Topic Normalized Denormalized
Best for Operational correctness Analytical usability
Redundancy Low Higher
Write complexity Lower anomaly risk Higher anomaly risk
Read complexity Higher Lower
Change management Stronger in transactional domains Stronger in reporting domains

Decision Guidance

Choose normalized structures for transactional domains and canonical integration entities.

Choose denormalized structures when the same joins are executed repeatedly by analysts, dashboards, or serving layers.


Comparison: Warehouse Modeling vs Lakehouse Modeling

Topic Warehouse Modeling Lakehouse Modeling
Main bias Managed analytical simplicity Flexible multi-engine platform
Governance posture Often centralized Must be designed explicitly
Change handling More warehouse-managed More platform-engineering responsibility
ML alignment Good, but sometimes secondary Usually better aligned with DS and ML workloads

Decision Guidance

If the organization is analytics-first and wants a tightly managed platform, warehouse-centric modeling is often the better operating model.

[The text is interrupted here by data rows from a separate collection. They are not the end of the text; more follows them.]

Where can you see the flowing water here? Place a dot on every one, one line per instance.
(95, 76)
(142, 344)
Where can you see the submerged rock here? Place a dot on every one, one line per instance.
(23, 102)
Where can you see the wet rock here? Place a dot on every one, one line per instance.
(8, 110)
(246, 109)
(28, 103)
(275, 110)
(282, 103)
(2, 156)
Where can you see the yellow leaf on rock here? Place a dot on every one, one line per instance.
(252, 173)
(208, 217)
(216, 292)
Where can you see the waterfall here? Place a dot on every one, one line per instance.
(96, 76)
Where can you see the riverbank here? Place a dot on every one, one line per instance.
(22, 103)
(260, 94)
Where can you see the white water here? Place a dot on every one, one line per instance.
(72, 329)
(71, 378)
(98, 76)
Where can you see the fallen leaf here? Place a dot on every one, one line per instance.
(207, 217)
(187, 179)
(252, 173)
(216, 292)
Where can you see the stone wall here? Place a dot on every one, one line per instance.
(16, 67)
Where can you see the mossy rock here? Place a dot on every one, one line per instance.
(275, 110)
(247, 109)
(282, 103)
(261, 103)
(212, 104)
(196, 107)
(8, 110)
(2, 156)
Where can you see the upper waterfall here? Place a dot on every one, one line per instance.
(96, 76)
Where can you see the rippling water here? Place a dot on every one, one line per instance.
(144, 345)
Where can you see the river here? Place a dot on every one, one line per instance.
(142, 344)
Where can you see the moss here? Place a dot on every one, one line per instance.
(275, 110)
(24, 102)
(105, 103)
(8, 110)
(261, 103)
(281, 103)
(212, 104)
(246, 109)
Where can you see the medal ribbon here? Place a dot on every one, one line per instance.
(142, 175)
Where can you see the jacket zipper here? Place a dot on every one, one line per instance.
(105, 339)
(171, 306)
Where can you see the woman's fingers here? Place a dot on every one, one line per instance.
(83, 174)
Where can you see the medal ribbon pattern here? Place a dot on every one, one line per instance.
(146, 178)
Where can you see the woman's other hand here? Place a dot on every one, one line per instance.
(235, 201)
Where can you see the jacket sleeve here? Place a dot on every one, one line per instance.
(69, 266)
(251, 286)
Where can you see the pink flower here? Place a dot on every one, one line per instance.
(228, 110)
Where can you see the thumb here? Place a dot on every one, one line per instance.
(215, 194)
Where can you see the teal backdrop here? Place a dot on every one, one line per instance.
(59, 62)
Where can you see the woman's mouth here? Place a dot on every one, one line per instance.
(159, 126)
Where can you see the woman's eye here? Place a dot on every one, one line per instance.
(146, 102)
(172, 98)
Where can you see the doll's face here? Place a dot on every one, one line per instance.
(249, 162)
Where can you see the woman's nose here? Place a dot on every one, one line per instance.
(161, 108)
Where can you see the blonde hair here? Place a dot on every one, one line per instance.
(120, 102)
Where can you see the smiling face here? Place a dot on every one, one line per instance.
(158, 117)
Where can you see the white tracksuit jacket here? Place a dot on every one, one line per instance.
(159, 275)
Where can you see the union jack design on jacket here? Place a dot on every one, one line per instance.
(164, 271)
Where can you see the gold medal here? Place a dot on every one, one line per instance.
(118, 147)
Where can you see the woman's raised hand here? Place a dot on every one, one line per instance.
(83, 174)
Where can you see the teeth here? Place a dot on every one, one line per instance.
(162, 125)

If the organization needs shared access across analytics, data science, ML, and streaming use cases, lakehouse modeling often provides more leverage, but only if metadata and table-management discipline are strong.


Common Anti-Patterns

  • one giant "gold" table containing every attribute anyone ever asked for
  • fact tables with mixed grains
  • dimensions built from whichever source system was easiest to access
  • silently changing field meaning without versioning
  • exposing raw bronze data as if it were curated truth
  • overusing JSON blobs instead of governing important columns
  • using SCD Type 2 everywhere without a business reason
  • optimizing storage layout before defining semantic ownership

Best Practices and Decision Framework

Use this sequence when deciding how to model a domain:

  1. Define the business process or entity boundary.
  2. Declare the grain explicitly.
  3. Identify stable keys and change behavior.
  4. Separate canonical integration models from serving models.
  5. Choose the consumer shape:
    • normalized for operations
    • dimensional for BI
    • event or feature oriented for ML
  6. Choose the physical design:
    • partitioning
    • clustering
    • compaction
    • incremental strategy
  7. Attach quality tests and ownership to the model.
  8. Document the contract and the reasons behind the design.

Opinionated Guidance

  • Model business processes, not source tables.
  • Preserve event time and business grain early.
  • Favor simple marts over overly abstract "enterprise" schemas that no one uses.
  • Do not ask analysts to reverse-engineer operational semantics from application tables.
  • Do not confuse lakehouse flexibility with permission to skip modeling discipline.

Final Summary

Good data modeling is less about formal diagrams and more about durable decisions:

  • what happened
  • at what grain
  • for which business entity
  • with what history
  • under which constraints

Dimensional modeling remains the most practical default for analytics and BI. Normalized models remain the right default for operational systems. Data Vault is valuable for integration-heavy, high-change enterprises when used with discipline and automation. Lakehouse platforms expand implementation options, but they do not remove the need for clear keys, grain, historical strategy, and governed schemas.

If a model is easy to query, hard to misuse, resilient to source change, and explicit about time and grain, it is usually on the right track.